The Canadian Book Challenge – Yukon Territory

For my seventh book in The Canadian Book Challenge I remained in the north. When I saw this book I couldn’t resist getting a copy for myself. This was a book that helped to propel me back to my childhood, a trip I would take every time the opportunity arises. Robert W. Service’s collection of poetry Best Tales of the Yukon was everything I had hoped. The only part that was lacking were the more than amazing illustrations I grew up with when I either read or had read too the infamous The Cremation of Sam McGee by Ted Harrison.

Unlike the last book of poetry I read, coincidentally for this very challenge, Unsettled I loved Service’s work. His poetry is what many people think of when they think of poetry. It’s a little longer than some poems, but not at the length that would make me call it epic. After reading one you feel compelled to move on the next.

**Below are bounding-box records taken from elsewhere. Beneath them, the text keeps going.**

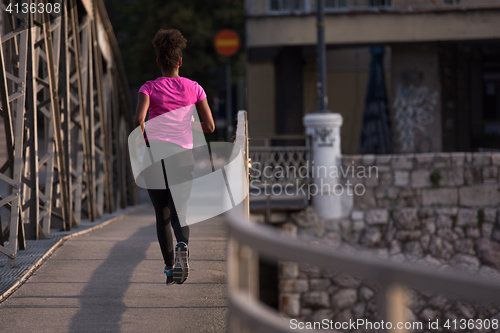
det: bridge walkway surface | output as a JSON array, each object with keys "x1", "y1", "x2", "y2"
[{"x1": 0, "y1": 198, "x2": 227, "y2": 333}]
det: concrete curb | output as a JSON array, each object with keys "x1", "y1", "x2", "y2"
[{"x1": 0, "y1": 204, "x2": 150, "y2": 303}]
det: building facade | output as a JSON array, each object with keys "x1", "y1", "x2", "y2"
[{"x1": 246, "y1": 0, "x2": 500, "y2": 154}]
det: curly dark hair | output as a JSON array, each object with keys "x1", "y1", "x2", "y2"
[{"x1": 153, "y1": 29, "x2": 187, "y2": 72}]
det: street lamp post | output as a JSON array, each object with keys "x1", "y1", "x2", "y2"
[
  {"x1": 316, "y1": 0, "x2": 330, "y2": 113},
  {"x1": 303, "y1": 0, "x2": 352, "y2": 219}
]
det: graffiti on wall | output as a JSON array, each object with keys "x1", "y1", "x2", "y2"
[{"x1": 393, "y1": 72, "x2": 439, "y2": 153}]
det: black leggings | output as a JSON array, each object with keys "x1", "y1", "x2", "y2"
[
  {"x1": 148, "y1": 189, "x2": 189, "y2": 268},
  {"x1": 148, "y1": 157, "x2": 194, "y2": 268}
]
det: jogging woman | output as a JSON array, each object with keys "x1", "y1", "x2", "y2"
[{"x1": 134, "y1": 29, "x2": 215, "y2": 285}]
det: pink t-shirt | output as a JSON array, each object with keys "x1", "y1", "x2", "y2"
[{"x1": 139, "y1": 76, "x2": 207, "y2": 149}]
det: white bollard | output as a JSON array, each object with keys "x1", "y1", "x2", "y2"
[{"x1": 303, "y1": 113, "x2": 350, "y2": 220}]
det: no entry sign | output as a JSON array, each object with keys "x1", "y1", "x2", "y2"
[{"x1": 214, "y1": 29, "x2": 240, "y2": 57}]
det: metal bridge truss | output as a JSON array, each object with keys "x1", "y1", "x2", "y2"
[{"x1": 0, "y1": 0, "x2": 137, "y2": 265}]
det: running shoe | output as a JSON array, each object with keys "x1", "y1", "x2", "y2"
[
  {"x1": 173, "y1": 242, "x2": 189, "y2": 284},
  {"x1": 164, "y1": 266, "x2": 175, "y2": 286}
]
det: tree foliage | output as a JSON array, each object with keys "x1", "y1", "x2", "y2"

There is nothing negative I could say about this collection of Service’s work unless you want to include my lament for the absence of Harrison’s art work. It’s hard to removed those beautiful images from my memory when I hear The Cremation of Sam McGree, along with the images the first few lines from the poem are pulled to the fore of my thoughts:

There are strange things done in the midnight sun

By the men who mail for gold;

The Arctic trails have their secret tales

That would make your blood run cold;

The Northern Lights have seen queer sights,

But the queerest they ever did see

Was that night on the marge of Lake Lebarge

I cremated Sam McGee.

I can already see those haunting images of the northern lights. Even as I write these words I was compelled to go back and read The Cremation of Sam McGee in its entirety. If for nothing else Best Tales of the Yukon is worth reading because of The Cremation of Sam McGee.

I must admit that I haven’t read much of Service’s work so I’m ex-static that I found this collection. I think that’s because the only Canadian poets I can recall having a significant interaction with would be Margaret Atwood *shudder* and Al Purdy. Service is definitely heads over these two. The poems have me yearning for the gold rush up in the Yukon, and I’ve had no experiences with prospecting or mining for gold let alone being around for the Yukon Gold Rush.

It’s been great reading these books from Canada, the country I long for. It’s been a while since I’ve been in Canada and reading these tend to help relieve the homesickness that well in me from time to time. There are still another six books I need to read for this challenge that is quickly drawing to an end. I guess I should push on and get these books finished. This has been a wonderful challenge thus far and I’m excited about what the other provinces and the Northwest Territories have to offer. Back to the bookshelf for some more reading.